8 marzo, Capone: «Alle donne non serve una festa ma rispetto e diritti». Con “Futura” una battaglia di civiltà

«Le donne non hanno bisogno di essere festeggiate, hanno bisogno di essere rispettate e di godere degli stessi diritti degli uomini. Non servono cerimonie un giorno l’anno, serve, invece, che se ne parli tutti i giorni». Lo ha detto la presidente del Consiglio regionale della Puglia, Loredana Capone, nel commentare le iniziative previste per domani, 8 marzo, nell’ambito del bando “Futura – La Puglia per la parità”.

Dallo spettacolo di musica e reading dal titolo “Le donne del Sud dagli anni ‘30 agli anni ‘60: protagoniste o comparse della storia italiana?” a Bari, all’incontro “Tracce del nostro cammino. Le donne del Gargano si raccontano” a San Severo, al laboratorio “Michelone racconta il paese” a San Michele Salentino, un cartellone che, nel solo mese di marzo, conta oltre venti appuntamenti, dal Gargano al Salento, per un totale di 105 progetti finanziati e 315mila euro investiti.

«Con l’aiuto dell’arte e della cultura – ha aggiunto Capone – proviamo a fare di questa grande battaglia di civiltà, che ancora in pochi sentono davvero sulla pelle, una consapevolezza diffusa e una responsabilità collettiva. La parità tra i generi non conviene solo alle donne, conviene a tutti e tutti devono occuparsene. La Puglia può e deve fare di più per le donne pugliesi ed è per questo che, insieme a questo bando, abbiamo voluto la legge sulla parità salariale, quella sullo psicologo di base, che arriverà in aula nelle prossime settimane, e pochi giorni fa abbiamo presentato una mozione per garantire a tutte, a prescindere dalle proprie condizioni economiche, di fruire gratuitamente del servizio, previsto dal Sistema Sanitario Nazionale, di assistenza ostetrica domiciliare», ha proseguito la presidente del Consiglio regionale pugliese.

E se, infatti, l’occupazione sembra crescere in Italia, il divario di genere invece non cambia.

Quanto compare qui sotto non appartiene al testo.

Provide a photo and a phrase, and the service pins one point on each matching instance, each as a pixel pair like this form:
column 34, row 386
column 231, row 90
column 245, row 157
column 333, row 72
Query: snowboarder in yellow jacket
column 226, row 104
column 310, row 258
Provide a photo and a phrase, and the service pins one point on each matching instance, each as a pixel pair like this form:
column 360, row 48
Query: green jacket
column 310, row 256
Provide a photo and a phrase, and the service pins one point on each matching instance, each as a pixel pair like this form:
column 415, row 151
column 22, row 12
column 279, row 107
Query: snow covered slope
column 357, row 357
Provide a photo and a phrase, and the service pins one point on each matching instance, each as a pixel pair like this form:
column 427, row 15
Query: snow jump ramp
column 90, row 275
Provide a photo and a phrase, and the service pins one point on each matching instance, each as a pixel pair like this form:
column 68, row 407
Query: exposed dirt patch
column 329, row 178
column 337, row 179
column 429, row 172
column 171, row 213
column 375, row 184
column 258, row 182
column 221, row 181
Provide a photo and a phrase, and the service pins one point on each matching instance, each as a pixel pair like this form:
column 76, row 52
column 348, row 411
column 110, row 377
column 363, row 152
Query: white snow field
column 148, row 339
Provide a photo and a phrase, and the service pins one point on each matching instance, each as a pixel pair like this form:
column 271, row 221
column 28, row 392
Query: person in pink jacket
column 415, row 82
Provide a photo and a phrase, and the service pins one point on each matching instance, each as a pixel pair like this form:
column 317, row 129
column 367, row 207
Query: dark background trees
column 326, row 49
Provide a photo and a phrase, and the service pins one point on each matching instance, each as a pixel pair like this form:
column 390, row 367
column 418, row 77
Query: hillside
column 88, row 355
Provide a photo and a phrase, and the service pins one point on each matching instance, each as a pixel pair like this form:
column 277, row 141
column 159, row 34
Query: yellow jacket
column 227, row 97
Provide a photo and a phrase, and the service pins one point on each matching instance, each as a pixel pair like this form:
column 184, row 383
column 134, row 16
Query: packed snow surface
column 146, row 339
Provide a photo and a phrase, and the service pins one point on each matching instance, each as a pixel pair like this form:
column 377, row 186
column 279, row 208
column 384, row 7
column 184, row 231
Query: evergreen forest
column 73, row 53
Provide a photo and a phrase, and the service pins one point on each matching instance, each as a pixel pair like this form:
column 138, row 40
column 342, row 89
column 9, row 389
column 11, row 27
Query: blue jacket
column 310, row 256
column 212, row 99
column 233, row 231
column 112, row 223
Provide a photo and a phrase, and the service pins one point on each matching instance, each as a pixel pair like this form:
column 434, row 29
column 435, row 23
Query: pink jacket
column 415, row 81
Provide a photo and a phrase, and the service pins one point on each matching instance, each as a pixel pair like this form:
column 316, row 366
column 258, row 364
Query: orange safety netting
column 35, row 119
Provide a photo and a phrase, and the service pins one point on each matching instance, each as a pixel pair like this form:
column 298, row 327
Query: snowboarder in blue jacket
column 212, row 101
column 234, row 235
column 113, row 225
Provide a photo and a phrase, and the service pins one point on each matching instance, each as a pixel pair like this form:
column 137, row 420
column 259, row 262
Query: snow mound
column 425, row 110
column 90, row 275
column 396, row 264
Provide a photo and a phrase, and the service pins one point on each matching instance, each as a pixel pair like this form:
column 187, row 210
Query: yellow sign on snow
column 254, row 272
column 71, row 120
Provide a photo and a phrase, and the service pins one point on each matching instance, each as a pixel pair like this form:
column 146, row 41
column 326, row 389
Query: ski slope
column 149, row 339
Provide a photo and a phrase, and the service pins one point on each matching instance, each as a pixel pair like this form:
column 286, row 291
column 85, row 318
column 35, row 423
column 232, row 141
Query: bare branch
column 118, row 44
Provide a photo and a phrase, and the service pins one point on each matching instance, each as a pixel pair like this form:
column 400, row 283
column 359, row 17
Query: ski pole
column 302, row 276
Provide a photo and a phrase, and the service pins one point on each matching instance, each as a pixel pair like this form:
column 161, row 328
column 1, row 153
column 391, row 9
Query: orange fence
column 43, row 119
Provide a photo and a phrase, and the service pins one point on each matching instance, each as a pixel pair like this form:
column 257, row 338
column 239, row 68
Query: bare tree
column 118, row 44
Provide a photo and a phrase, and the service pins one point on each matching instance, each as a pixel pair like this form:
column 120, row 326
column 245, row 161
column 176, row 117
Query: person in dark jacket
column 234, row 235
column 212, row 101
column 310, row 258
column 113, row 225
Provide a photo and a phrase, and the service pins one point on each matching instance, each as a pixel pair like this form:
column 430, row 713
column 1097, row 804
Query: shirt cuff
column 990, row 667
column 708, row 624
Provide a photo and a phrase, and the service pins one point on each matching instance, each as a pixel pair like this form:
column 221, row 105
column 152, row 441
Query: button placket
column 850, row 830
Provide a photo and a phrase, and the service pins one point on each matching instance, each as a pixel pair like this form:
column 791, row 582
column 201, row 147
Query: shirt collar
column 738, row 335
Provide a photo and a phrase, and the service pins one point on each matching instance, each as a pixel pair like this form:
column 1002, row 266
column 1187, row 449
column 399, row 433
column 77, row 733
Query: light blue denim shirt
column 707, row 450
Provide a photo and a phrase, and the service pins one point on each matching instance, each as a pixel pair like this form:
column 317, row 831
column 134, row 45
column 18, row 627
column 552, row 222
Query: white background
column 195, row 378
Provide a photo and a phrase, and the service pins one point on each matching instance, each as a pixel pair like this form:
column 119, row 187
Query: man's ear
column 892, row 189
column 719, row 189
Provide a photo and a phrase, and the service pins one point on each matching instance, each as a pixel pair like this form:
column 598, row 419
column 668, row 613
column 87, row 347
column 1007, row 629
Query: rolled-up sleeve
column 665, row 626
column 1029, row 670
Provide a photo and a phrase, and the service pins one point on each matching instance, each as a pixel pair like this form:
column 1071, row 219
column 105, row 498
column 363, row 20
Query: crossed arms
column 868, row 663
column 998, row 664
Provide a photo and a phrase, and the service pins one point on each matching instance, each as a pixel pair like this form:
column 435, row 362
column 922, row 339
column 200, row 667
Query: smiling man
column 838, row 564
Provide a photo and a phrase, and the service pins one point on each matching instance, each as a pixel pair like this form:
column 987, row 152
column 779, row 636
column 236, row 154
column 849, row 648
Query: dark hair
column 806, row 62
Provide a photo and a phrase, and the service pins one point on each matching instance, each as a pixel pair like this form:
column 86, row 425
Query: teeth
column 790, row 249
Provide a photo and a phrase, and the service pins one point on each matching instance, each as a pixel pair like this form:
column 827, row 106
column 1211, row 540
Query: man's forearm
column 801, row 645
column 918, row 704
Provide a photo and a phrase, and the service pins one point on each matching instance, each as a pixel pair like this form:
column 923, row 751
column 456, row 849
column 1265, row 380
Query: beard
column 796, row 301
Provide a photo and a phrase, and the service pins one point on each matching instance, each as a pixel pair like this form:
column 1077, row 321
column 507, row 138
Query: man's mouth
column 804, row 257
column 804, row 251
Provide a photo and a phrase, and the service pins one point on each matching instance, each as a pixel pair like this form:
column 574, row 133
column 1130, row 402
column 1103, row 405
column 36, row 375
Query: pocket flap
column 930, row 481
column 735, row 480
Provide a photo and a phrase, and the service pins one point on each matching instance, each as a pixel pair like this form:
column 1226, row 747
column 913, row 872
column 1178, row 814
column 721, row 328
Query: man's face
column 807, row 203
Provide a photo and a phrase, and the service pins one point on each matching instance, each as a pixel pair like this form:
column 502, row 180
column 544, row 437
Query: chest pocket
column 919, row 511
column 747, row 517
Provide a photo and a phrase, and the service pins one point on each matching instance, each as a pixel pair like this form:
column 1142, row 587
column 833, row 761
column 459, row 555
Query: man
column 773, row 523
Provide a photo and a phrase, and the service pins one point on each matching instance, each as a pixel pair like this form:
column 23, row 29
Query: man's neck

Lo conferma l’ultimo bollettino Istat pubblicato il 31 gennaio che fotografa una situazione poco incoraggiante per le donne: su 334mila occupati in più registrati in un anno, 296mila sono uomini (oltre l’88%) e 38mila donne. Con un tasso di occupazione femminile che si attesta al 51,3%, cioè lo 0,5% in più rispetto a un anno prima. Percentuale che si traduce in 9.763.000 donne occupate contro 13.452.000 uomini.

Il dato risulta tra i peggiori d’Europa se confrontato con la media Ue delle donne occupate (62,7%). A questo si devono aggiungere sia il tasso di disoccupazione femminile, che resta cristallizzato al 9,1% contro il 6,8% degli uomini (divario che aumenta per la fascia d’età fra i 15 e i 24 anni), sia la sfera della non partecipazione che vede ancora penalizzate le donne con un tasso di inattività del 43,4% contro il 25,2% degli uomini. E a Istat si aggiunge il report 2022 Gender policies, la pubblicazione dell’Istituto nazionale per l’analisi delle politiche pubbliche, che ogni anno monitora le differenze di genere nel mondo del lavoro. Le statistiche evidenziano che il divario uomo-donna resta immutato nel tempo e sempre sbilanciato sulla componente maschile perché la partecipazione femminile è ancora oggi ostaggio di criticità strutturali: occupazione ridotta, precaria, part time, e in settori a bassa remuneratività o poco strategici. In sostanza, la situazione femminile, pur migliorata in termini assoluti, peggiora in termini relativi.

«Bisogna partire dalle piccole cose – ha concluso Capone – non dare nulla per scontato. Il pregiudizio ha radici profonde e ci vuole pazienza e costanza per cambiare davvero le cose. D’altra parte oggi più che mai i tempi sembrano maturi. Intorno a noi, dalle imprese alle Istituzioni, le donne dimostrano di riuscire a conquistare sempre più ruoli di primo piano. Consapevolezza e determinazione possono cambiare il corso degli eventi ma perché il cambiamento sia definitivo è fondamentale che vi sia l’impegno di tutti».